Safety, undefined behavior, @safe, @trusted

Yigal Chripun yigal100 at gmail.com
Sat Nov 7 05:41:50 PST 2009


On 07/11/2009 11:53, Don wrote:
> Walter Bright wrote:
>> grauzone wrote:
>>> If you mean memory safety, then yes and will probably forever be for
>>> all practical uses (unless D gets implemented on a Java or .net like
>>> VM).
>>
>> A VM is neither necessary nor sufficient to make a language memory
>> safe. It's all in the semantics of the language.
>
> In practice, the big disadvantage which D has is that it can make calls
> to C libraries which are not necessarily memory safe -- and this is an
> important feature of the language.

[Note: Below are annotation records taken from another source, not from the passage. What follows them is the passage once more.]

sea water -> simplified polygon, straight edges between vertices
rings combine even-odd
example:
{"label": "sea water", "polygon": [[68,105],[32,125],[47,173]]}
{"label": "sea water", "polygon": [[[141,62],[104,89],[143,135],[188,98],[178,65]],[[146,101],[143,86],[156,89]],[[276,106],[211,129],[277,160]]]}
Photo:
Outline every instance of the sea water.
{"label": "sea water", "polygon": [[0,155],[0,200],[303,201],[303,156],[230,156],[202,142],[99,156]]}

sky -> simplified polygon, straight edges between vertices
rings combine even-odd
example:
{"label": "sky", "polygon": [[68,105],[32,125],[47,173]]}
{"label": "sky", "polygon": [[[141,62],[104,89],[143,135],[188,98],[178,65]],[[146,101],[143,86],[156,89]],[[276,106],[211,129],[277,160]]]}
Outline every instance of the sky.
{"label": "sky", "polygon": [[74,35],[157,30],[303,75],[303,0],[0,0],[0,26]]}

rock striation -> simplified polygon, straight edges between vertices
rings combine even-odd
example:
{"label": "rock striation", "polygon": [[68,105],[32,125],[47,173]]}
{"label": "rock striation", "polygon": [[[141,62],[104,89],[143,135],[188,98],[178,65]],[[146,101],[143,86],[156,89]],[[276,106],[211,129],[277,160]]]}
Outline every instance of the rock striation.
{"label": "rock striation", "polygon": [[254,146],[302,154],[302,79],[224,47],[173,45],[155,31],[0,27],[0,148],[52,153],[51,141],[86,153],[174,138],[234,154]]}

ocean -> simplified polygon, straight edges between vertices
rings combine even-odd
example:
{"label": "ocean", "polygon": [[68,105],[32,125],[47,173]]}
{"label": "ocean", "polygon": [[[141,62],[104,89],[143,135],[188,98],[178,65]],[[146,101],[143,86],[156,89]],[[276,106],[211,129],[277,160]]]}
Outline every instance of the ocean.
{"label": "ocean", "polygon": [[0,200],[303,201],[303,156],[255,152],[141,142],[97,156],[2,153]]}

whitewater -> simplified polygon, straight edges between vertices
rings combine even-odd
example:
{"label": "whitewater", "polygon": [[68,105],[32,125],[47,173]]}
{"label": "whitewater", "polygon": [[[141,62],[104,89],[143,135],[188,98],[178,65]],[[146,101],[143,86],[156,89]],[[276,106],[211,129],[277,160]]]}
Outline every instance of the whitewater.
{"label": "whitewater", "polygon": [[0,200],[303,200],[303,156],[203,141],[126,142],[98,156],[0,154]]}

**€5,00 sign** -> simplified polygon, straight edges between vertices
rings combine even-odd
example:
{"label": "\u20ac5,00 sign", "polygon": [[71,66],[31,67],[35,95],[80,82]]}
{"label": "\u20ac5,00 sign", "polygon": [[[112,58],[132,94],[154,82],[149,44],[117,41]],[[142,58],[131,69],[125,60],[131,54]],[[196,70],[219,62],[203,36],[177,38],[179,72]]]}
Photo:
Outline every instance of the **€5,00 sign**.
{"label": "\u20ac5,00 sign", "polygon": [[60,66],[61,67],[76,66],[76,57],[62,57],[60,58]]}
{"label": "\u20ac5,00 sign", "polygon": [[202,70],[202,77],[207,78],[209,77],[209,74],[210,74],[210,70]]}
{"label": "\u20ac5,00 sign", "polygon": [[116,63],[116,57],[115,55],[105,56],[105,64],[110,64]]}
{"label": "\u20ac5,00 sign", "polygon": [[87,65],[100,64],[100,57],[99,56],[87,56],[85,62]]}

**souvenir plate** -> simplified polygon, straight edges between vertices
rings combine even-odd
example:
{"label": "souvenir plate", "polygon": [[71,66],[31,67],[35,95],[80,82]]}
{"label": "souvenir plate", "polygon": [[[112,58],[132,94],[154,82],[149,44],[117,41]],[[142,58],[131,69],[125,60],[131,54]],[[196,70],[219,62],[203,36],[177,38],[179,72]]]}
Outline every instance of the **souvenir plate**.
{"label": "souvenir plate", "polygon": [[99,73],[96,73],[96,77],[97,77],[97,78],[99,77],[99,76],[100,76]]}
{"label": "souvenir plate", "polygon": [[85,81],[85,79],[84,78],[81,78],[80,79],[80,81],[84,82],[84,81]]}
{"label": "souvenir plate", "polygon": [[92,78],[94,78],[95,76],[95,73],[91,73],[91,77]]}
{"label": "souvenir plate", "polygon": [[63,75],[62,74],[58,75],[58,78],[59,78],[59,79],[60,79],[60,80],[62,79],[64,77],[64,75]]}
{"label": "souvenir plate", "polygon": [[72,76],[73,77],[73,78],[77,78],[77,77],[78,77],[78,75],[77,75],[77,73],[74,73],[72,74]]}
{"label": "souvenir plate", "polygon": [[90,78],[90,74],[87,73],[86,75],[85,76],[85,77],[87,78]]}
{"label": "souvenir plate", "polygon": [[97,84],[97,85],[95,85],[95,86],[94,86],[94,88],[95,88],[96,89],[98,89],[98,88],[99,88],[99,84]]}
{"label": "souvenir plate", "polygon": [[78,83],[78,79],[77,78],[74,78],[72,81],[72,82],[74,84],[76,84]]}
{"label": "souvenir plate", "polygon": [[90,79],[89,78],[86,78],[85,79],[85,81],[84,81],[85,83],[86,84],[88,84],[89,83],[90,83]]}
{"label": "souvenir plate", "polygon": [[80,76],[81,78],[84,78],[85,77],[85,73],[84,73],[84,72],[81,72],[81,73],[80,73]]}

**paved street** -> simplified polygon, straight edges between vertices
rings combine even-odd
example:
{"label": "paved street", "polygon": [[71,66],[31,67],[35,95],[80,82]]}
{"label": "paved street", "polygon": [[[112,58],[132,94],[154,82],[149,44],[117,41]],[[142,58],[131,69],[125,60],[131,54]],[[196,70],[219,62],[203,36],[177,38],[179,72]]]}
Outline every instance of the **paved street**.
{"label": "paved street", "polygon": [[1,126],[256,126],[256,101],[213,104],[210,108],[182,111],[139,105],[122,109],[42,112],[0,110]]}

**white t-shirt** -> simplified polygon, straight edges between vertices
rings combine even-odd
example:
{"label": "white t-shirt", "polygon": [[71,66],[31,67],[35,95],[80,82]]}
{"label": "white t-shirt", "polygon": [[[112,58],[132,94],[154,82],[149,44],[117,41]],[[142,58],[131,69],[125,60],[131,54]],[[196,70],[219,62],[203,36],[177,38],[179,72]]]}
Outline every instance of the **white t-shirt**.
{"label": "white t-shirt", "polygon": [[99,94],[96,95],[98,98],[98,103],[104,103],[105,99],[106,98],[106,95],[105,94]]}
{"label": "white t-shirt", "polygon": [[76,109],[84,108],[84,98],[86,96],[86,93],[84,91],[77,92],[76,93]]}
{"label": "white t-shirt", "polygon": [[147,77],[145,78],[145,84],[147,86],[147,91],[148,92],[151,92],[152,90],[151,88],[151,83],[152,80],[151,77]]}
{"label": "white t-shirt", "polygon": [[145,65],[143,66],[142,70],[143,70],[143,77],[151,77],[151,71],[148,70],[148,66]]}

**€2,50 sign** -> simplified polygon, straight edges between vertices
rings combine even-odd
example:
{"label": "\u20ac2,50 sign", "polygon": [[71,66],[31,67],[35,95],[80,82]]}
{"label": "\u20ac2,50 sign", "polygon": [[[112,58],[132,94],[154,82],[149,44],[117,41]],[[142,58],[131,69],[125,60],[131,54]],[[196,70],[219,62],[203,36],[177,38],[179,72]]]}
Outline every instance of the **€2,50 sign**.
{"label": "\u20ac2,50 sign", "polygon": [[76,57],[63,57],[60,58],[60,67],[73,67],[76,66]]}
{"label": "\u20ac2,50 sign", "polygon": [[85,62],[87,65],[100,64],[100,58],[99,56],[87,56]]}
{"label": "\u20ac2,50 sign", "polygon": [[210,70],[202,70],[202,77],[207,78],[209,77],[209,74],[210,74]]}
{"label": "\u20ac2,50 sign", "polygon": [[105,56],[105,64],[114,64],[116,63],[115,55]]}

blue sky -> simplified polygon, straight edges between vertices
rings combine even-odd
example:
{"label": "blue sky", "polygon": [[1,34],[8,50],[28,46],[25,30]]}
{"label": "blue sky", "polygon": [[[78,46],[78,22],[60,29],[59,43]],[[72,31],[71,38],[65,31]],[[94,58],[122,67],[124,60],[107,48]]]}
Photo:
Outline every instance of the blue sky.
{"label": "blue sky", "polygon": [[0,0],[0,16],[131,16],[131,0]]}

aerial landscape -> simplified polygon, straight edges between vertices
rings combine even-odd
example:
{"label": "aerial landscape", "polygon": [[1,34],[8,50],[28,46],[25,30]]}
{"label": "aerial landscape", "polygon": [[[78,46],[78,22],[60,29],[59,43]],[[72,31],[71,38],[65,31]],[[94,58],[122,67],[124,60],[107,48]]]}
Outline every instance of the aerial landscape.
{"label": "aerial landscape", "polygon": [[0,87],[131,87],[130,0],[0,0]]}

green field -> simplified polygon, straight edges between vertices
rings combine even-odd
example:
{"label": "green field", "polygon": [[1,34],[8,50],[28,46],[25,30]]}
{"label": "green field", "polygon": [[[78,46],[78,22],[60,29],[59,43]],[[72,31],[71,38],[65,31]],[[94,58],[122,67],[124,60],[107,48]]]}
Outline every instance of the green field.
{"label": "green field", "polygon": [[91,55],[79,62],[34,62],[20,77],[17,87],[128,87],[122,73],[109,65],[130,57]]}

Dealing with the external,
> uncheckable libraries is always going to be a weak point. Both Java and
> .net have mitigated this by rewriting a fair chunk of an OS in their
> libraries. That's probably never going to happen for D.


Sun pretty much implemented a full OS inside the JVM. At least their RT 
offering contains a scheduler in order to provide guaranties regarding 
collection time.

In .Net land, MS uses .net to implement parts of their OS so no surprise 
there that those OS APIs are available to .net code. I wouldn't say that 
it's part of their libraries but rather parts of the OS itself.

What parts of the OS are still missing in D's standard library? Isn't 
tango/phobos already provide all the common parts like i/o and 
networking and a few other major libs provide bindings/implementation 
for UI, 3d & multimedia, db bindings, etc?

I think that the big disadvantage you claim D has isn't that big and it 
is well underway to go away compared to .net/java.
Both Java and .net also provide ways to use unsafe C code (e.g. JNI, 
COM), It just a matter of what's the default, what's easier to do and 
what can be done without choosing the unsafe option. I think that D 
isn't that far off behind and could and should catch up.